Yeah, I was kind of the mentality of "Well, if its HDMi, its basically single link DVI..." Of course, it is its own standard, CEC is probably the simplest way of achieving this, there is a CEC-serial bridge, various websites have them. I've looked into them before, before I started using all Macs because of my job. The old Pi sees little use these days =(

The thing with the CEC-serial bridge is, do I spend $x on this device, to save $y worth of power over z period of time, and at the end of the day, am I making an acceptable ROI? YMMV. I just had this same debate with a bloke from the Czech Republic about the Australian Government incentive scheme for household solar panels, and no energy storage facilities. Again, YMMV.


On Fri, May 16, 2014 at 6:45 PM, Steve Simon <steve@quintile.net> wrote:
i believe that this works for vga attached monitors, vesa says that when the clocks
disappear on the sync the monitor should shutdown.

the raspberry pi uses hdmi and also it doesn't use a vesa bios, it has a gpu bios
which does a similar job but is not standardised, and, though it is documented,
it can be tough to use (for me at least).

i am happy to be contradicted on any of this of couse.

-Steve




On 16 May 2014, at 04:53, Shane Morris <edgecomberts@gmail.com> wrote:

This might be wildly off the mark, but is there something VESA related to do this, VGA monitors, et al?

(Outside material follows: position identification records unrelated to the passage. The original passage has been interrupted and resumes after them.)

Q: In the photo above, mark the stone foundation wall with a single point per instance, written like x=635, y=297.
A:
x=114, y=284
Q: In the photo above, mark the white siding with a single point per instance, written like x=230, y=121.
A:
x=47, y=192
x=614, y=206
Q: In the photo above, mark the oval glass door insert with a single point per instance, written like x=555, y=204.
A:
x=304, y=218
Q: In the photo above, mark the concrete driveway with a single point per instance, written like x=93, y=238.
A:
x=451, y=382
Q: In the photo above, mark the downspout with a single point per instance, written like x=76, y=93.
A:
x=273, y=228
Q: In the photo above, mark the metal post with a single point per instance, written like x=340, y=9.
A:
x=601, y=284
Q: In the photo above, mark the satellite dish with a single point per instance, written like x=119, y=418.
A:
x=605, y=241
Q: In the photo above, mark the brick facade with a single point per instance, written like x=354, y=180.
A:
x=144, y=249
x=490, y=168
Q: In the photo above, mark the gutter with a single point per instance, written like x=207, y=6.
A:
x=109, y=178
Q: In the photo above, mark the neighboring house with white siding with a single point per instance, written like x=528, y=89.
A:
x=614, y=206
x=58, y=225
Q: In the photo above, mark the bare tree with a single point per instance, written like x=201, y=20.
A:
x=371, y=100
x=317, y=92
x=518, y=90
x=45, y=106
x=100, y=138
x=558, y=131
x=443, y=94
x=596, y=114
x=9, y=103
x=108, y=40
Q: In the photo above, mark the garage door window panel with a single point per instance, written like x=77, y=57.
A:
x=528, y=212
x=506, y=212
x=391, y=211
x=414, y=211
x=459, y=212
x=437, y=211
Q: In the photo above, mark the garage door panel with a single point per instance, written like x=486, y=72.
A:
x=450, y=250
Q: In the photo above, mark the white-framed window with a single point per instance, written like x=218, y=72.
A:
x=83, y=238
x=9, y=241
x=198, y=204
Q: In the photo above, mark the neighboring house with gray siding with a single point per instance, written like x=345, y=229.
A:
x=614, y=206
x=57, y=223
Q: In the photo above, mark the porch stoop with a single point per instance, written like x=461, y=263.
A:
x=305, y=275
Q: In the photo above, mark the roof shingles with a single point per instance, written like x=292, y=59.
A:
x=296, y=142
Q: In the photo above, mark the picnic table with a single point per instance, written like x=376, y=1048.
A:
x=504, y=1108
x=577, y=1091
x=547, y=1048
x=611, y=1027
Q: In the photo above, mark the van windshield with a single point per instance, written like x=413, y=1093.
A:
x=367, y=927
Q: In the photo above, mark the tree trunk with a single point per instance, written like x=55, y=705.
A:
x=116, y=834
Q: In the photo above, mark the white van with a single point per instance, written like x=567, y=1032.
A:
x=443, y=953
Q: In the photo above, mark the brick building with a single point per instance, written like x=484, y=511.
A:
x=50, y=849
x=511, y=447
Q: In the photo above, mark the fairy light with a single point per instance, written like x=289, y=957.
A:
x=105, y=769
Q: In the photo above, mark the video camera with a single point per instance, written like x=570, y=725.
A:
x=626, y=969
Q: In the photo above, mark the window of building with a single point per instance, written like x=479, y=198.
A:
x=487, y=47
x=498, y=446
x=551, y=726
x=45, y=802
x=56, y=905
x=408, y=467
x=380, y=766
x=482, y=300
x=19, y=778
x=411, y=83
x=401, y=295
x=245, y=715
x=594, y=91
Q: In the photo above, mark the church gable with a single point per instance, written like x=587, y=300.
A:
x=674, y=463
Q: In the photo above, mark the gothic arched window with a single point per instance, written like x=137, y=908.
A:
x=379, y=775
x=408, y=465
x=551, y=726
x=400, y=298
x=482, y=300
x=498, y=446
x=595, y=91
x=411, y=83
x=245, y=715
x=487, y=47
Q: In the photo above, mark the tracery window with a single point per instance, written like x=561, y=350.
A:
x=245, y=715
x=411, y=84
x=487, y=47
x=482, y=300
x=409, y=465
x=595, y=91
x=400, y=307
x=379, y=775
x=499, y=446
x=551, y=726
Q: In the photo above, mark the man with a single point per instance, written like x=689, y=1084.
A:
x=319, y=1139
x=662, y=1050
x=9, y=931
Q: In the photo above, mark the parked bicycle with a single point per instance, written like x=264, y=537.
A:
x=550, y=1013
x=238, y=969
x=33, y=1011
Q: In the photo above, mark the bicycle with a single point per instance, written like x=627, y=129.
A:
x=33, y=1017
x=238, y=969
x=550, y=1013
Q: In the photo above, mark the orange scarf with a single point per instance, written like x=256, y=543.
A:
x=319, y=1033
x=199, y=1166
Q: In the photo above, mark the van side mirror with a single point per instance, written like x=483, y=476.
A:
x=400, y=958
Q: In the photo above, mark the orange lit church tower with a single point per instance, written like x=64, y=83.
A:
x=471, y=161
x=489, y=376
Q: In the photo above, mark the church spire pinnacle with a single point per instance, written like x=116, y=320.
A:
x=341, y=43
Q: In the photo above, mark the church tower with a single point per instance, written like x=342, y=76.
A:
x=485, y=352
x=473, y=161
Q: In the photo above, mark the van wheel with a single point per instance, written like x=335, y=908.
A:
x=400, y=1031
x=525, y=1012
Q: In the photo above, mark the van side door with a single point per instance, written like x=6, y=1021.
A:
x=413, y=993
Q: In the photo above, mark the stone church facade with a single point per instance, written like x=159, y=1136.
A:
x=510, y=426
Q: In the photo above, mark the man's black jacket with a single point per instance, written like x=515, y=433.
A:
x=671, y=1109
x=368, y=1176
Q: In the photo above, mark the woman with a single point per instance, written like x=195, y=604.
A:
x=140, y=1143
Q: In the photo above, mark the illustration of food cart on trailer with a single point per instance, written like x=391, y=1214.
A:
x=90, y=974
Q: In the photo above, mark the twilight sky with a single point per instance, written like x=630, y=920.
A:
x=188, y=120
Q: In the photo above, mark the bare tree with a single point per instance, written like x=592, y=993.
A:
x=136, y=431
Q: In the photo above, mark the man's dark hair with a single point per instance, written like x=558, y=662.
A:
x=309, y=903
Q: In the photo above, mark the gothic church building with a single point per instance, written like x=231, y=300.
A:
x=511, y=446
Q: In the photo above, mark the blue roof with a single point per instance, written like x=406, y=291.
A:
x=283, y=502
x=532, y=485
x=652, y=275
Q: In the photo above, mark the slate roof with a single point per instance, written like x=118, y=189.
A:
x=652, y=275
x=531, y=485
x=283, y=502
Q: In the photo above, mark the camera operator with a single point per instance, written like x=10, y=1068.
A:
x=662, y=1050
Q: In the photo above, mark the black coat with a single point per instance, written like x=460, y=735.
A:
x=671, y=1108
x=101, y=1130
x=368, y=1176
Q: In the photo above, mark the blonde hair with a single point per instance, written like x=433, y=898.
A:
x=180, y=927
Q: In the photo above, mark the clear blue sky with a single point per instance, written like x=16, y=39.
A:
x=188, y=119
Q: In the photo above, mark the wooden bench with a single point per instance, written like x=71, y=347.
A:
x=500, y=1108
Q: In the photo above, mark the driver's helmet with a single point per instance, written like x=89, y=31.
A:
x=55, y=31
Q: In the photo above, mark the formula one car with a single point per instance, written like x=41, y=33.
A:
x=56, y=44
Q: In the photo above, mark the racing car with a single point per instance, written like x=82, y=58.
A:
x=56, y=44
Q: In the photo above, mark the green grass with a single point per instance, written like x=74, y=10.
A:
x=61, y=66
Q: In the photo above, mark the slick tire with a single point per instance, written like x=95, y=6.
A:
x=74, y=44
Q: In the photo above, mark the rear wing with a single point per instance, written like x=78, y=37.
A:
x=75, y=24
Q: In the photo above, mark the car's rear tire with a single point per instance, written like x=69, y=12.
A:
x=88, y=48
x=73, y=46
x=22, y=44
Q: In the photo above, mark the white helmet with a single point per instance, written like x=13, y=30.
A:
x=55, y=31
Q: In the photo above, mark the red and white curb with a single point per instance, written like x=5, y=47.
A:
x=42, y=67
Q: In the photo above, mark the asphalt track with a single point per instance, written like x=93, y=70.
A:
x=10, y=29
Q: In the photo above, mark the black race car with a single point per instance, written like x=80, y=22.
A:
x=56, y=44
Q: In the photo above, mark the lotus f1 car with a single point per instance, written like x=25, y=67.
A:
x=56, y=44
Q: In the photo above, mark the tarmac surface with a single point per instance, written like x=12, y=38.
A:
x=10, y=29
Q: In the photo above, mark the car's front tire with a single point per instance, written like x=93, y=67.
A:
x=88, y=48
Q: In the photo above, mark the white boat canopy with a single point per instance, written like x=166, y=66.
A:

I prepare to stand flamed. ^.^


On Fri, May 16, 2014 at 8:26 AM, Bakul Shah <bakul@bitblocks.com> wrote:
On Thu, 15 May 2014 22:04:34 BST "Steve Simon" <steve@quintile.net> wrote:
> Its just wonderful to have a raspberry pi as a plan9 terminal,
> but the energy saving of the pi is outweighed by the monitor I use.
>
> The Pi's display code blanks the screen after a while but this does
> not shutdown the monitor.
>
> I dug a little and it seems I need to send CEC (Consumer Electronics Control)
> messages over HDMI - Via a Pi GPU entrypoint.
>
>
> Porting libcec looks a little painful especially as I only need to be able
> to send two messages (turn on and turn off).
>
> Anyone know anything about this stuff? is CEC what I need or is there some
> other (simpler) way?

May be use a gpio pin to control a switch?!